Setelah pertengkaran dengan Kak Tata tiga malam sebelumnya, kakak perempuanku itu mendiamkanku. Sepanjang yang kuingat, ini pertama kalinya kami bisa dianggap bertengkar. Selama ini, kami tidak pernah sampai ke tahap saling berbalas kalimat dengan suara tinggi dan memasukkan bumbu kemarahan sebagai cara berkomunikasi. Bukan karena kami akur, tetapi karena aku tahu tidak akan pernah menang saat berhadapan dengannya.

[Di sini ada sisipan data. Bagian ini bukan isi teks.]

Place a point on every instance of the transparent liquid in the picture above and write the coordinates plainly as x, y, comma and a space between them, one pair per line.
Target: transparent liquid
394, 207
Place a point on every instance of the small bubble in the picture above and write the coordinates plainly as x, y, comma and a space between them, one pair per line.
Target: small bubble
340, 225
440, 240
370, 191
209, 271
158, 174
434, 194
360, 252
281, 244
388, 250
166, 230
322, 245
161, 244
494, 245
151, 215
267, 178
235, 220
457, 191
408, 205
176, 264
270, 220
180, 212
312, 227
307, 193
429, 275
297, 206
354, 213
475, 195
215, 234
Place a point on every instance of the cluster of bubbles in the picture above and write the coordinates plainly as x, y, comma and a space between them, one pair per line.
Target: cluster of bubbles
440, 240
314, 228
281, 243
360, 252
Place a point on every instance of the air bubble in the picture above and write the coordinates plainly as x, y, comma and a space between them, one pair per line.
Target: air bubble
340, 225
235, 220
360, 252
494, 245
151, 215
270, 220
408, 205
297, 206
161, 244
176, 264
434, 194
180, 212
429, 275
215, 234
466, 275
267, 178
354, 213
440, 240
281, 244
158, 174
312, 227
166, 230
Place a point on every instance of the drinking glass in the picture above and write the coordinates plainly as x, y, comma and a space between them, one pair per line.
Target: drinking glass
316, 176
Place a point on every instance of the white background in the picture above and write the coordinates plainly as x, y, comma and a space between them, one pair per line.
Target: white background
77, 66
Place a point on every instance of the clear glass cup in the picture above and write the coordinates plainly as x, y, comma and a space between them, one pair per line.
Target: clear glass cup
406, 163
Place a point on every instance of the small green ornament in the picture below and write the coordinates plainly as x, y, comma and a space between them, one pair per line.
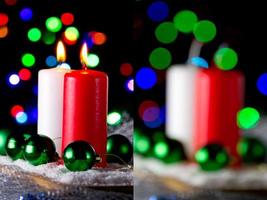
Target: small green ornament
14, 146
79, 156
212, 157
251, 150
4, 133
167, 150
39, 150
120, 146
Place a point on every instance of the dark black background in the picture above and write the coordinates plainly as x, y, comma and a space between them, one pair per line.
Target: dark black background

Jika hubunganku dengan Kak Tata diibaratkan perang, aku bukannya tidak pernah mengecap kemenangan sama sekali. Kesempurnaan Kak Tata membuatku harus dengan cermat memilih medan pertempuran yang aku tahu bisa aku menangi. Memang hanya kemenangan kecil dan dan tidak penting. Seringnya tidak terdeteksi oleh radar Kak Tata sehingga tidak mengancam eksistensinya sama sekali. Kalaupun kemenangan kecilku mengusik Kak Tata, dia selalu punya Ibu sebagai sekutunya.
Ibu juga mendiamkanku. Aku sepenuhnya yakin Kak Tata penyebabnya. Entah apa yang kakakku itu katakan kepada Ibu. Aku jelas tidak bisa mengandalkan kemurahan hatinya untuk tidak menyudutkanku habis-habisan. Aku tidak memberi tahu Bapak pertengkaranku dengan Kak Tata malam itu sekadar untuk mencari dukungan. Aku bukan pengadu. Lagi pula apa yang akan aku dapatkan jika aku melakukan itu?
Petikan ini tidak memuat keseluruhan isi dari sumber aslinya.